A possible solution would be to provide a bit more control to the customers to create a gradual roll out policy for updates, just like we typically do for security patches. Something like the feature in Microsoft Defender as elaborated at https://learn.microsoft.com/en-us/defender-endpoint/manage-gradual-rollout and explained wonderfully by Fabian Bader in his blog at https://cloudbrothers.info/en/gradual-rollout-process-microsoft-defender/.
Maybe other security vendors with deep hooks in Operating Systems should have similar features, or maybe they already have. Customers should demand that going forward.
The Fallout
CrowdStrike as a tool or solution is awesome. They rightfully rate amongst the best in EDR/XDR solutions and that’s why they have a very large global footprint. But with just one mistake lasting 78 minutes, they impacted approximately 8.5 million devices and caused a global meltdown.
However unfortunate, this could happen to any vendor. For me, the let down was in their response, which could have been more transparent and way better. I hope they have learnt the right lessons and change for the better.
I wish them all the best and hope they come out of this. They must empathize with their customers, who badly suffered for no fault of their own.
For the affected customers, here are few things to consider:
- If you bulk exported BitLocker keys, do you know who all have the access? It’s a good idea to bulk rotate the keys after incident response is completed. One possible method is https://ourcloudnetwork.com/how-to-rotate-bitlocker-keys-with-microsoft-graph-powershell/
- If you used the local admin accounts to login for deleting the sys file, ensure you rotate them through LAPS or any other tool.
- If you are still resolving, Microsoft has a new recovery tool.
- Beware of the attempts by malicious attackers to cause further damage. CrowdStrike reported early such attempts by ecrime actors and the list of fake domains created after the July 19th incident.
- After you are done with the recovery and rested, check out the memes on this issue on Internet. Some of them are hilarious and quite enjoyable.
My salute to the IT and Security teams who toiled through the day and night to get services back up online. One such story is below
Conclusion
July 19, 2024 will go down in history as perhaps the biggest IT outage for a long time. The NotPetya attack in 2017 was considered to be the most devastating attack until now with more than $10 Billion in damages. By some estimates, it had impacted about 300K devices in 2300 organizations across 100 countries. The CrowdStrike issue was not a cyber attack but impacted 8.5 Million devices. The direct and indirect losses are unimaginable. Hopefully, someone will calculate that in future and I guess, it will beat the damages caused by NotPetya by a huge margin.
I feel that this incident will shake up the industry and critical service providers such as Microsoft and CrowdStrike will have to come up with better and more resilient solutions and processes. This is not just a CrowdStrike issue. All EDR/XDR solutions have deep hooks into the operating systems, push out patches and updates frequently and are susceptible to similar incidents.

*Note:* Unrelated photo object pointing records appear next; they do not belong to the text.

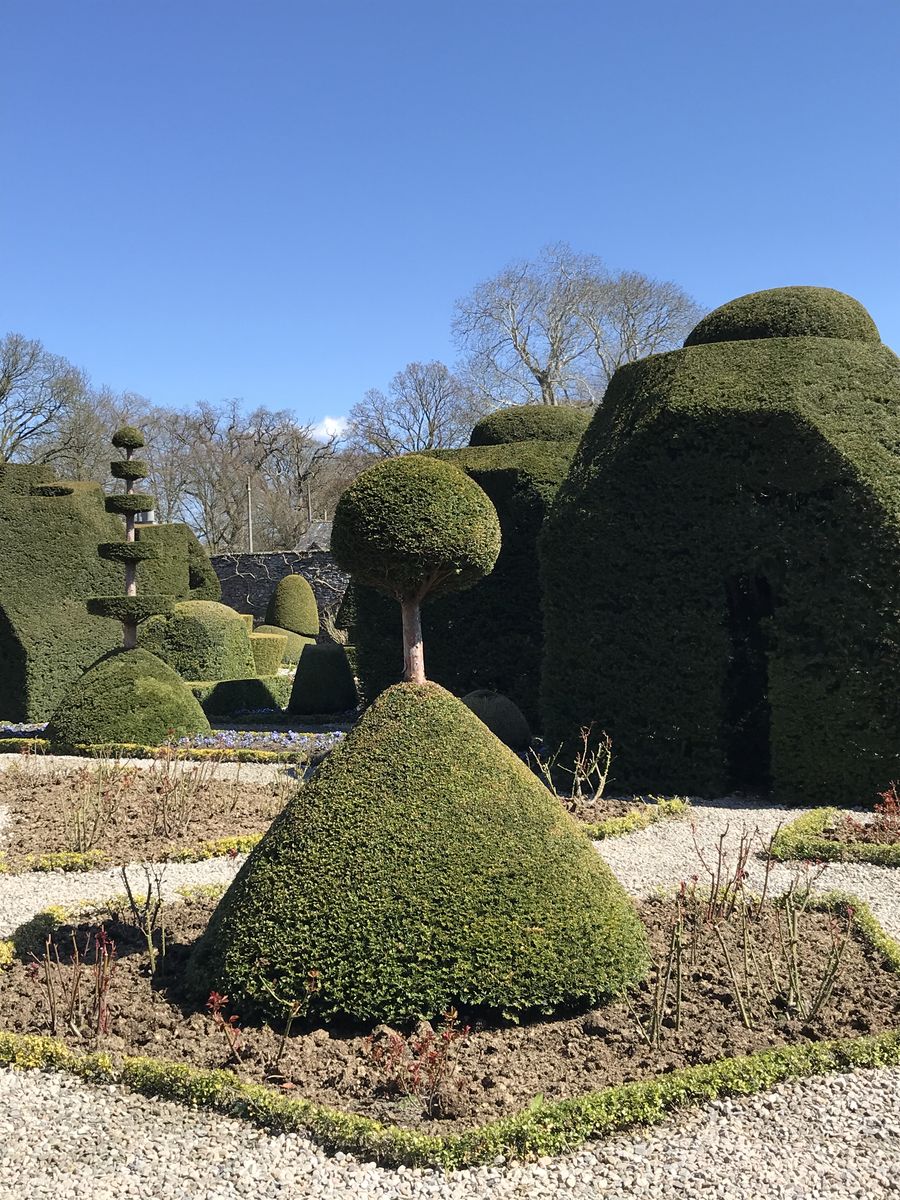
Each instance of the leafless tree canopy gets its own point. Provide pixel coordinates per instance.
(426, 408)
(553, 329)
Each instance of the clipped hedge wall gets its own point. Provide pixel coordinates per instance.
(426, 813)
(201, 640)
(732, 516)
(532, 423)
(491, 635)
(227, 696)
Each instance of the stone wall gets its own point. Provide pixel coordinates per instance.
(247, 580)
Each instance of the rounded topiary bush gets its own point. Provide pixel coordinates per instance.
(415, 526)
(423, 865)
(295, 643)
(532, 423)
(201, 640)
(323, 682)
(127, 696)
(786, 312)
(502, 717)
(293, 606)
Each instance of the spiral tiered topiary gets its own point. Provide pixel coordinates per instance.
(129, 609)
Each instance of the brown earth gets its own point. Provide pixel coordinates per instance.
(131, 814)
(495, 1068)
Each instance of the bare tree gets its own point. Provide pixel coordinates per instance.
(553, 329)
(426, 408)
(36, 389)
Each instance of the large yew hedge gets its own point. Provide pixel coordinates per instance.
(721, 567)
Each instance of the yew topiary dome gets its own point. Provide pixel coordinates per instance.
(423, 865)
(733, 517)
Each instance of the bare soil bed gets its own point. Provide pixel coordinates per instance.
(447, 1077)
(120, 814)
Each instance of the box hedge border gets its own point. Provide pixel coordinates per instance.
(540, 1129)
(802, 839)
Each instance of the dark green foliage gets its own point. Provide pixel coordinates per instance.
(424, 865)
(131, 607)
(48, 568)
(502, 717)
(227, 696)
(532, 423)
(126, 696)
(293, 606)
(490, 636)
(786, 312)
(323, 682)
(138, 502)
(415, 527)
(127, 438)
(127, 552)
(202, 640)
(49, 565)
(183, 568)
(295, 643)
(133, 468)
(735, 619)
(268, 652)
(19, 478)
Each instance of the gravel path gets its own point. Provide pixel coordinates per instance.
(820, 1139)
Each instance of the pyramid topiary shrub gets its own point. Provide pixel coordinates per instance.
(323, 682)
(293, 606)
(461, 629)
(129, 695)
(732, 514)
(502, 717)
(424, 865)
(202, 640)
(415, 528)
(532, 423)
(295, 643)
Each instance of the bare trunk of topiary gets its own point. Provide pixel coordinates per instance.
(413, 649)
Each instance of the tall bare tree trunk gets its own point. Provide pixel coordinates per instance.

The industry must come together to find a better way forward. I am hopeful that we will learn the right lessons from this incident, and as post mortem continues, identify ways to plug the weaknesses.
In the age of AI, it was the human spirit that won. I saw various teams rising to the occasion and putting in their best to restore machines and services, prioritizing the critical ones and community members offering help to others. There was a lot of noise on social media, as expected and lots of incorrect information being passed on as expert conclusions, and lots of memes, which was great.